Linux kernel mirror (for testing) git.kernel.org/pub/scm/linux/kernel/git/torvalds/linux.git
kernel os linux
1
fork

Configure Feed

Select the types of activity you want to include in your feed.

Change mincore() to count "mapped" pages rather than "cached" pages

The semantics of what "in core" means for the mincore() system call are
somewhat unclear, but Linux has always (since 2.3.52, which is when
mincore() was initially done) treated it as "page is available in page
cache" rather than "page is mapped in the mapping".

The problem with that traditional semantic is that it exposes a lot of
system cache state that it really probably shouldn't, and that users
shouldn't really even care about.

So let's try to avoid that information leak by simply changing the
semantics to be that mincore() counts actual mapped pages, not pages
that might be cheaply mapped if they were faulted (note the "might be"
part of the old semantics: being in the cache doesn't actually guarantee
that you can access them without IO anyway, since things like network
filesystems may have to revalidate the cache before use).
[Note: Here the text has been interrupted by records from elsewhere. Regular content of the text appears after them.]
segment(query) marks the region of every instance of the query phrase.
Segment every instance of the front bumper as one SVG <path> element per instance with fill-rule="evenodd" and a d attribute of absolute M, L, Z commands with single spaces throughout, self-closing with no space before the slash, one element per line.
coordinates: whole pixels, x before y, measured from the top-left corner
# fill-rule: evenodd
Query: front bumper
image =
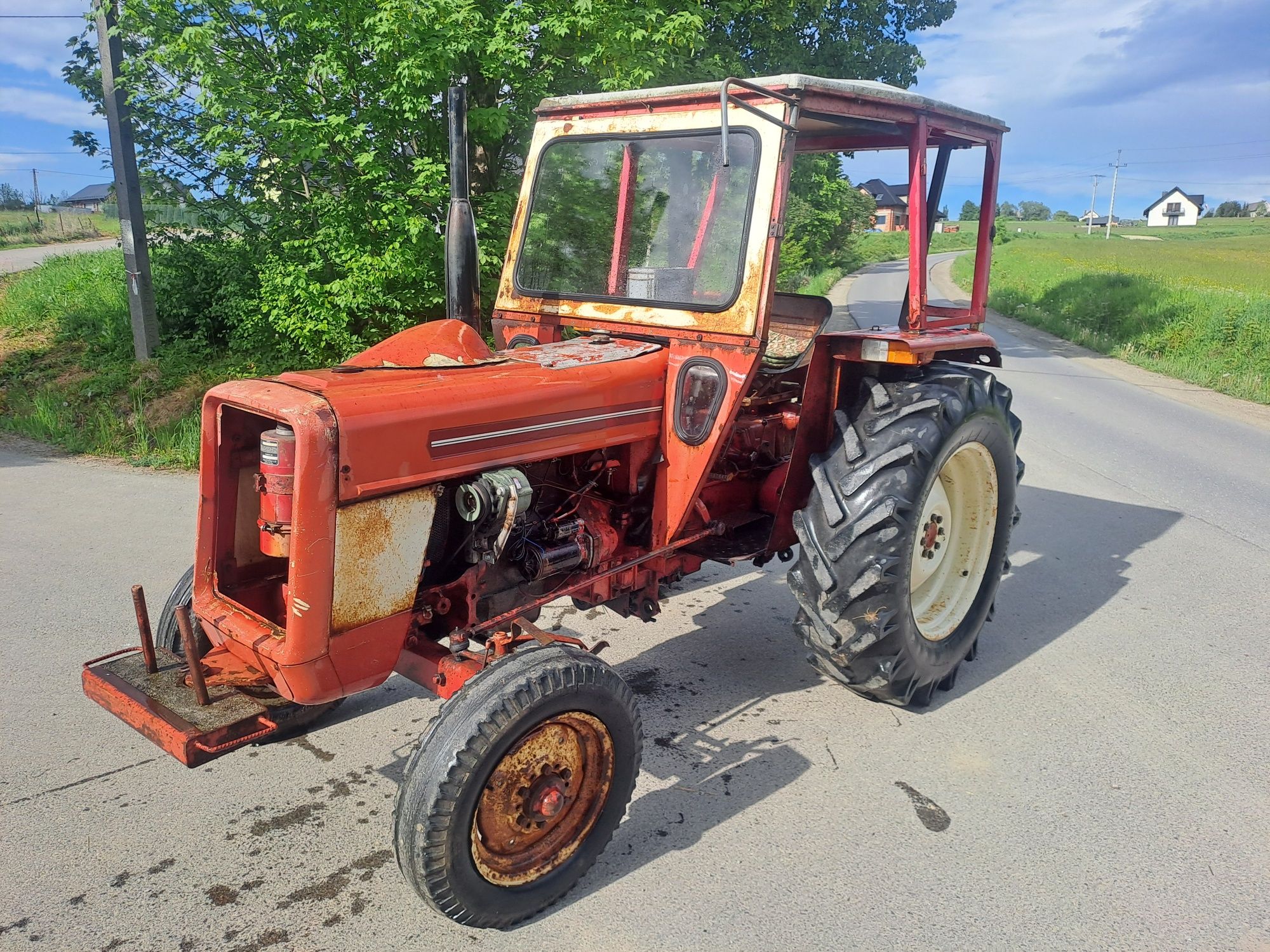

In many ways the old semantics were somewhat insane even aside from the
information leak issue. From the very beginning (and that beginning is
a long time ago: 2.3.52 was released in March 2000, I think), the code
had a comment saying

Later we can get more picky about what "in core" means precisely.

and this is that "later". Admittedly it is much later than is really
comfortable.

NOTE! This is a real semantic change, and it is for example known to
change the output of "fincore", since that program literally does a
mmmap without populating it, and then doing "mincore()" on that mapping
that doesn't actually have any pages in it.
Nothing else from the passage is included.